Another act to steal the show was the alternative duo Wet Leg
In what was essentially the Harry Styles show, the artist walked away with four BRITS: Album of the Year, Artist of the Year, Song of the Year with ‘As it Was’, and Pop/R&B Act. He recovered from his Grammys bizarre speech slip where he said “This doesn’t happen to people like me very often”; this time saying, “I’m aware of my privilege up here tonight”. Picking up the Artist of the Year award he commended the great female artists who missed out on a nomination: Florence Welch, Rina Sawayama, and Charli XCX, acknowledging the BRITs’ lack of female representation.
At the awards after-party, Charli XCX brandished a t-shirt that read “Real Winner”, a comment on her loss against Harry Styles in the Pop/R&B category, and she took a stand on the red carpet: “I was in album cycle and I had a Number One album […] We’re doing everything right. I don’t think it’s our fault. I think it might be theirs”. If the BRITs place value on artists following traditional album cycles over the production and performances of great tracks and albums this in itself falls short of celebrating the best music.

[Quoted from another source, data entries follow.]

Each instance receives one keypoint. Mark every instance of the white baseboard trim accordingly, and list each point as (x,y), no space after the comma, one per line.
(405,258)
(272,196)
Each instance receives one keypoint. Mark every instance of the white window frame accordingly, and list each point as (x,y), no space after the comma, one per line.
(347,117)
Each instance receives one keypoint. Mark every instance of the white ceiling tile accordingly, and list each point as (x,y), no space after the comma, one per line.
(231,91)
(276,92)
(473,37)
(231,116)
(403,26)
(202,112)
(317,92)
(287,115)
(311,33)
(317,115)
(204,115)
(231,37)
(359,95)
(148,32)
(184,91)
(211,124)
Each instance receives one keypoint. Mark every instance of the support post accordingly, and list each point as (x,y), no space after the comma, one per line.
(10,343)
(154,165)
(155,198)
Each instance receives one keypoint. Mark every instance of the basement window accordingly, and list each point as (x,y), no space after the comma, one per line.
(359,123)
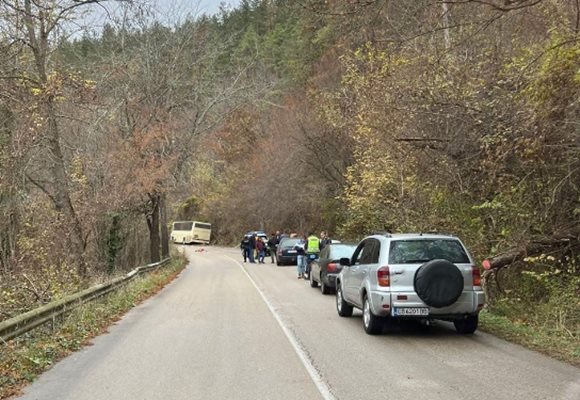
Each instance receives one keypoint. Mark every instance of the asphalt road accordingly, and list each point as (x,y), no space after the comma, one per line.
(228,330)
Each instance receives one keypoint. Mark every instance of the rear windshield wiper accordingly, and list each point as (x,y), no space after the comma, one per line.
(415,261)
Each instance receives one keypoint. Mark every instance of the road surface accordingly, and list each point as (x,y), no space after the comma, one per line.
(229,330)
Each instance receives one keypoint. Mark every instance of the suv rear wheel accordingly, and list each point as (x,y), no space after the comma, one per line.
(323,287)
(371,322)
(467,325)
(313,283)
(344,309)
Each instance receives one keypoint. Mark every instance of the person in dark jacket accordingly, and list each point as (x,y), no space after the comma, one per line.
(273,245)
(245,246)
(261,250)
(252,247)
(324,239)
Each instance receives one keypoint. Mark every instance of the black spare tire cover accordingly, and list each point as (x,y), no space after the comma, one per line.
(438,283)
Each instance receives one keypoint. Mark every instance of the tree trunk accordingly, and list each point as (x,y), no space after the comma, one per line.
(163,226)
(38,30)
(153,225)
(61,196)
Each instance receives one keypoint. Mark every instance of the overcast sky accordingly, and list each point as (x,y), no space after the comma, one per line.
(211,6)
(166,11)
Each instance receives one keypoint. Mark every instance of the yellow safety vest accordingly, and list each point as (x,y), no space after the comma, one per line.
(313,245)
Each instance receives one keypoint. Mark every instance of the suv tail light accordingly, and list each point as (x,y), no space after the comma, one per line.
(383,276)
(476,275)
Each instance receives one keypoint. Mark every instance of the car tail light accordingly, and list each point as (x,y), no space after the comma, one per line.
(383,276)
(476,275)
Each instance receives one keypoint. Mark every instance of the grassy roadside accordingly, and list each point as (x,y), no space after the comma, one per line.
(558,344)
(23,359)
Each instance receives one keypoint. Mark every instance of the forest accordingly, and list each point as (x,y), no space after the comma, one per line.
(455,116)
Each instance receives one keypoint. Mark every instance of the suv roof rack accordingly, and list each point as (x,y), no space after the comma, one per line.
(383,233)
(435,232)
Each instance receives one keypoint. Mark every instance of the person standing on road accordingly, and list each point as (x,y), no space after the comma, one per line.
(245,246)
(273,245)
(252,248)
(324,239)
(312,249)
(301,256)
(260,249)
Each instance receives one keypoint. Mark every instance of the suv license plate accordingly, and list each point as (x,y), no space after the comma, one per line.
(411,311)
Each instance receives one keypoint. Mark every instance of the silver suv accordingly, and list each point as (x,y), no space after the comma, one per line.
(411,276)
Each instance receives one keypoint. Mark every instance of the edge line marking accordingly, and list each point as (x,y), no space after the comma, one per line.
(314,375)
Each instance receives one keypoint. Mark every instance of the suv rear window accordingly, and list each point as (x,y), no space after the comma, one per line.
(422,250)
(288,243)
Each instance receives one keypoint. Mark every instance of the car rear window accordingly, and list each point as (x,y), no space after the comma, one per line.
(288,243)
(341,251)
(422,250)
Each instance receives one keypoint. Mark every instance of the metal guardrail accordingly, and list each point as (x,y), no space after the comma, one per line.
(23,323)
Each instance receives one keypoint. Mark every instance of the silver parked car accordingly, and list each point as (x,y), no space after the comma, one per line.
(411,276)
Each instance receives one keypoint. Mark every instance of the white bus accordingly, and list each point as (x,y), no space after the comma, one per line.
(191,232)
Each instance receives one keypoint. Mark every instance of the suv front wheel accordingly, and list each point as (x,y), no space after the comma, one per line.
(467,325)
(372,323)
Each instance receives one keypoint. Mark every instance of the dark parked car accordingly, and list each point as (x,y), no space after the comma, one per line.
(326,268)
(286,255)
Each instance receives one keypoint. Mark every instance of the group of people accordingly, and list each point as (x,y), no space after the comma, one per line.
(307,248)
(255,247)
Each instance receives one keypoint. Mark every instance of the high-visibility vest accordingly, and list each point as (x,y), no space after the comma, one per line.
(313,245)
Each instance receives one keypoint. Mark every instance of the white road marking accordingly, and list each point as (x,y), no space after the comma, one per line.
(314,375)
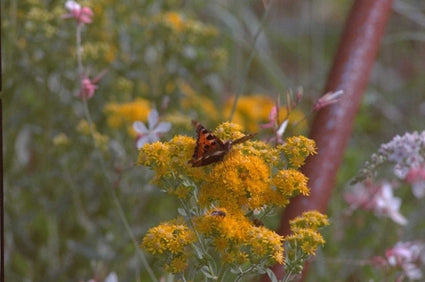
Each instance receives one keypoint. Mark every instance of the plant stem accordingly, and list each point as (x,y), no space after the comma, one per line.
(99,155)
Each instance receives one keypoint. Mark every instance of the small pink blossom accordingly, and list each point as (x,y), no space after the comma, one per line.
(409,257)
(83,15)
(88,87)
(378,198)
(327,99)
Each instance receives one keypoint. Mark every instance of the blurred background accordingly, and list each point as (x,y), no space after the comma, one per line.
(187,59)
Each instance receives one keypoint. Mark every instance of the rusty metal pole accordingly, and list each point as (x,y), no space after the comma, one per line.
(332,125)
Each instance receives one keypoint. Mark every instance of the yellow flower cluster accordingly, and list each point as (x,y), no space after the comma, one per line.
(305,233)
(251,179)
(170,240)
(179,23)
(297,149)
(239,241)
(170,160)
(125,114)
(253,110)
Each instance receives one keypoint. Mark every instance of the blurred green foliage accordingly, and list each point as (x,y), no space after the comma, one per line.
(60,220)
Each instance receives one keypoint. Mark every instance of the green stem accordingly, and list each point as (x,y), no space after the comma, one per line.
(102,164)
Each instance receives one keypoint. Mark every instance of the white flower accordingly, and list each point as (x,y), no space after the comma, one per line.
(151,133)
(388,205)
(378,198)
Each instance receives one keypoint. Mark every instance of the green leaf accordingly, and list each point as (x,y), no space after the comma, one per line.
(271,275)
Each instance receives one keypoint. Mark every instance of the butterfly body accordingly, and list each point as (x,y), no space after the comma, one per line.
(209,148)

Another act to steal the show was the alternative duo Wet Leg. They picked up awards for Best Group and Best New Artist. While Best New Artist was well-deserved, having sprung up since their viral hit ‘Chaise Longue’ with eccentric performances and witty lyrics on their debut album, winning Best Group saw them defeat other artists that have had incredible years and tours. Arctic Monkeys were snubbed, having released their album The Car in October, older brother of the suave-spacey-soundscape Tranquility Base Hotel & Casino in 2018. The 1975 equally missed out despite their visual and auditory delight of a “show-within-a-show” live tour in a Talking-Heads-esque backdrop. Wet Leg’s Rhian Teasdale awkwardly delivered Alex Turner’s famous “That rock and roll just won’t go away” BRITs speech from 2014, but it fell flat rather than being the cheeky comment or praise it was meant to be. Nonetheless, the female duo’s double win was satisfying considering the overwhelming absence of female artists this year.

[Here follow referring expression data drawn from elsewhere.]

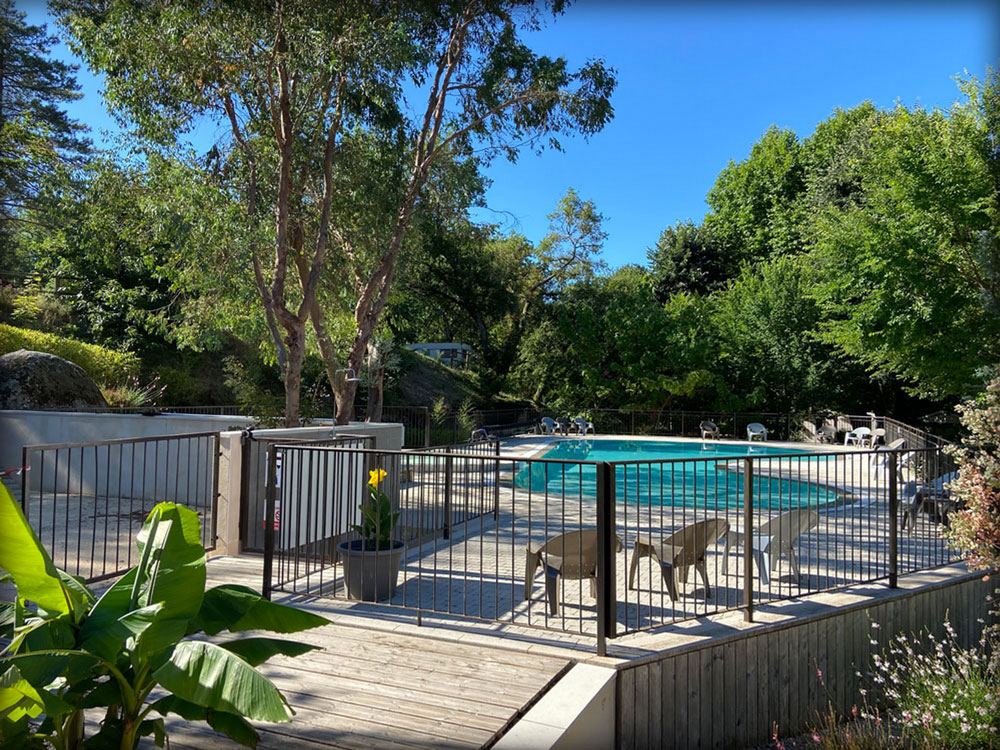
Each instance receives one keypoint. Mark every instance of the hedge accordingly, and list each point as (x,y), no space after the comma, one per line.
(105,366)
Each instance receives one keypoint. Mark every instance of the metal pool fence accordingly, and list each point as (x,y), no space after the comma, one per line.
(87,501)
(604,549)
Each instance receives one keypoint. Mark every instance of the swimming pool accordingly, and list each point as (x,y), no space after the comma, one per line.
(680,473)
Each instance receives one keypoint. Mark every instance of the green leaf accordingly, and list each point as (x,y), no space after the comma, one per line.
(234,727)
(18,698)
(256,651)
(238,608)
(210,676)
(22,555)
(154,727)
(110,640)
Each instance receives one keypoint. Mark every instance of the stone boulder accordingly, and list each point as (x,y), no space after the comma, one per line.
(35,380)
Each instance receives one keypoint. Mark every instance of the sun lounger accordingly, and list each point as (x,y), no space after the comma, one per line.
(571,555)
(679,551)
(774,538)
(709,430)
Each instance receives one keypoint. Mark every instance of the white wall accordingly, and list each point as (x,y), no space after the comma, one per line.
(157,471)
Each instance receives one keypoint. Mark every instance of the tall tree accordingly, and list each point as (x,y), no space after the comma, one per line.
(909,267)
(313,96)
(36,135)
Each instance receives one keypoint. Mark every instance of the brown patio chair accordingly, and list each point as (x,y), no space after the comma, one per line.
(679,551)
(572,555)
(773,538)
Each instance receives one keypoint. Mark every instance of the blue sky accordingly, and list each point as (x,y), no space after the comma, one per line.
(698,84)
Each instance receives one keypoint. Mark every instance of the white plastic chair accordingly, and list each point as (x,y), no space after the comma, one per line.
(549,426)
(858,436)
(881,455)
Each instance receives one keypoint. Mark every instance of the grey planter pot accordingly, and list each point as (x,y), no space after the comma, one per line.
(370,575)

While the individual categories of rap, dance, and alternative act allow recognition to be made to each of these genres, the risk is that the winners of these categories then become expected. Any artist deviating from “Pop music” might pick up the award in their respective genre category, but they struggle to win the biggest awards like Best Song or Best Artist which go to pop stars. Equally, the removal of gender categories has not eased the celebration of a range of artists it expected.
The BRITs should be taken with a pinch of salt
Fan-voted awards also leave room for improvement. While in theory, these allow democracy as the public can vote, it’s simply the artists with the most enthusiastic, active-online fanbases that secure wins. Last year the BRITs introduced fan-voting for the four genre-based awards, the vote taking place on TikTok. This led to awards this year for Aitch, Harry Styles, The 1975, and Becky Hill. Carrying out the vote on a platform with a personalised for-you page, however, means the vote is placed in the hands of the keenest fans. It is no wonder that here the Harries could secure another award. Likewise, Aitch has a large fan base, one that’s grown due to TikTok. There is no clear solution for who should decide the awards, but perhaps doing an audience vote on TikTok is not as inclusive as it appears on the surface.
After picking holes in the BRITs it seems those awarded are certainly deserving because of their massive-scale popularity. But the award format also means many are missed out – be that in underrepresentation by gender, internationality, or music genre. The BRITs should be taken with a pinch of salt, but ultimately any awards show is going to annoy some and not others, in the hyper-subjectivity of the music world.